Feminism in the classroom

With the judgments on triple talaq and right to privacy and the verdict in the Gurmeet Ram Rahim case, the past few days have reinvigorated the conversation on women’s safety and gender equality. These cases have shone the light on some of the social structures and practices that work to threaten constitutionally enshrined principles of equality and justice.
In the midst of numerous such cases of discrimination and oppression on the basis of gender and the discourses that ensue, the question that we as a society need to ask ourselves is: Why and how do so many people think of one gender as inferior to another? The practice of one gender dominating over the other and, of one’s gender dominating one’s entire self, needs to be looked into. We are not born patriarchal; we are socialised into becoming so.
The process that imbues patriarchy into our minds and subsequently in our attitudes and behaviour begins early in life. It starts before we can even make sense of our existence. It starts when we are assigned blue and pink before we learn to recognise colours.

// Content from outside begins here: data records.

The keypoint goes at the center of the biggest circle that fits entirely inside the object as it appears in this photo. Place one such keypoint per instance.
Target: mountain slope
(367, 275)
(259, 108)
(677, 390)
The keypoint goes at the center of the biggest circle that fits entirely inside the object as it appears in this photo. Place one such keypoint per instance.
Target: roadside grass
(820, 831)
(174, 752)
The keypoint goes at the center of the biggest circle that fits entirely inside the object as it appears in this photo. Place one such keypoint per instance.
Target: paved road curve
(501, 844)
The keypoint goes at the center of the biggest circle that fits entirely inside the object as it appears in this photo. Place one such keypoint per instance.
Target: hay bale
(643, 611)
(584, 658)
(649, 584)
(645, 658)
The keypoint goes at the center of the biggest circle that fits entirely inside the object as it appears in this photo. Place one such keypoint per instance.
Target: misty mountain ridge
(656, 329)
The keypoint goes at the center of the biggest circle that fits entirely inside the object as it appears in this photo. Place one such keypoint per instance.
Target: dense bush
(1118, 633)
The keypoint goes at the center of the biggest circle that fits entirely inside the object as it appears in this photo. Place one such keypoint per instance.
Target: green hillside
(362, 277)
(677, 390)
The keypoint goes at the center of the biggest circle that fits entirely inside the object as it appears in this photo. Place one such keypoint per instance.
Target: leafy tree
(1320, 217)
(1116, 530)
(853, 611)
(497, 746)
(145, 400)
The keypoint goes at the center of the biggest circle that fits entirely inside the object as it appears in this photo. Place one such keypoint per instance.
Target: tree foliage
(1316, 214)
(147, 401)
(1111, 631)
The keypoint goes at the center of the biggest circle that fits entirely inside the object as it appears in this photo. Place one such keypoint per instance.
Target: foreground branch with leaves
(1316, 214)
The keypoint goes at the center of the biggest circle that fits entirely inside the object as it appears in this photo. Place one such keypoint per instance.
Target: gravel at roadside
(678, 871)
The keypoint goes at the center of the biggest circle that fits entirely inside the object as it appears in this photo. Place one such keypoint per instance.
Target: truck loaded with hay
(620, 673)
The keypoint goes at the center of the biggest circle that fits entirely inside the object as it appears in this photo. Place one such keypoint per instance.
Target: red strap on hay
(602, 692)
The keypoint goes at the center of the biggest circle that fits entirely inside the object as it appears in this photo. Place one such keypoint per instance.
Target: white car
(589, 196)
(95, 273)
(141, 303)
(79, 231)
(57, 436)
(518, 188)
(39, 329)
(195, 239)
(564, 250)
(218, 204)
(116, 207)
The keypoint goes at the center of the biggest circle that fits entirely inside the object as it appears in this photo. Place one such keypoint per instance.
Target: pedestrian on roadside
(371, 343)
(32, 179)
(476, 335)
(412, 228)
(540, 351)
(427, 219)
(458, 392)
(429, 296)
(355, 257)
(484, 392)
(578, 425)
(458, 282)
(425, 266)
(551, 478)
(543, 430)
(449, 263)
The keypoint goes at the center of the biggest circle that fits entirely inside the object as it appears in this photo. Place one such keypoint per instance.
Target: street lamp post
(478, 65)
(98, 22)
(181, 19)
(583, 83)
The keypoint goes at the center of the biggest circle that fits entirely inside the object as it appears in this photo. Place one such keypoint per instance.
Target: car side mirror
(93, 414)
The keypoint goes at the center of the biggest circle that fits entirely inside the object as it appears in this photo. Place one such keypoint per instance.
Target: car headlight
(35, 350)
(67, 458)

It starts when we are barely able to speak and boys are asked not to “cry like girls”. It starts when little girls are handed kitchen sets and boys are mocked if they show interest in pots and pans. It starts when some enter school wearing skirts and some shorts and both are taught to act differently from each other. It goes on when girls and boys are made to take up subjects based not on their interest or aptitude, but their gender. Perhaps the deepening of such a gendering of subjects has led to one of India’s premier universities, the University of Delhi, having Psychology Honours offered in most women’s colleges while boys wanting to study the subject are left with little choice. This is why we need feminism in our schools. Places where we learn the basics of grammar and science should also be places where we learn the basics of co-existence. We need children to know that equality of all genders should be a reality. We repose our faith for a better tomorrow in the young. More importantly, they deserve to live their lives as naturally as they want to, and not by norms made to hierarchise their existence.
Schools are the first places where children are exposed to and interact with people with various identities. At these abodes of learning, enforcing gendered identities and roles is detrimental to not just children but also to society as a whole. Conveying to girls that their bodies serve as “distractions” tends to alienate their physicality from their being. They begin to question, undermine, and negate their own selves. Schools, thus, become agents of violating individuals’ sense of dignity rather than upholding it. The absence of such scornful comments for their male counterparts drives home the essence of patriarchy. On the other hand, it makes boys aware that they are in a privileged position, for their bodies are not meant for scrutiny or reprimand. The moment when children enter primary classes should be when a conversation on gender must start. Acknowledging this identity is the first step to doing away with false assumptions and generalisations based on it.
Moreover, the separation of girls and boys as two distinct groups as soon as they move out of the classroom (in some cases even in classroom sitting arrangements) needs to be reconsidered. Whether in the science lab or on the sports field, choices, opportunities, and affiliations cannot be pre-determined by gender. Students of all genders working or playing together as a team shouldn’t be an unusual spectacle. It must be seen as natural because it is natural for human beings of different identities to cooperate and coexist. I recollect being called to the school’s seminar room in Class V, along with all girls, and being spoken to about menstruation. On returning to the classroom and being asked by the boys about why we had been called, we found ourselves being secretive about the meeting. It was not because all of us instinctively thought of menstruation as something to be hidden; it was perhaps the result of the segregation that took place before a conversation on a normal bodily process. To keep boys out of the room that day probably led to keeping a lot of them away from understanding a gender other than their own.
The existence of stereotypes makes it very difficult for innovation and reason to find space. Feminism could be a powerful tool that lets children shed stereotypes that they may hold and question those of others. A world free of prejudice and generalisation would be amenable to progress in the truest sense.
The need of the hour is to introduce feminism in schools, both in terms of curriculum and practice. Sessions on principles of mutual respect and equality must be made a regular affair in schools. Inculcating gender equality in children could go a long way towards ridding society of regressive mindsets, attitudes, and behaviours. Needless to say, this shall prepare the ground for children to not just be better students but also better citizens and eventually better human beings. That is the least we can do to be able to call ourselves citizens of a “free and equal” nation.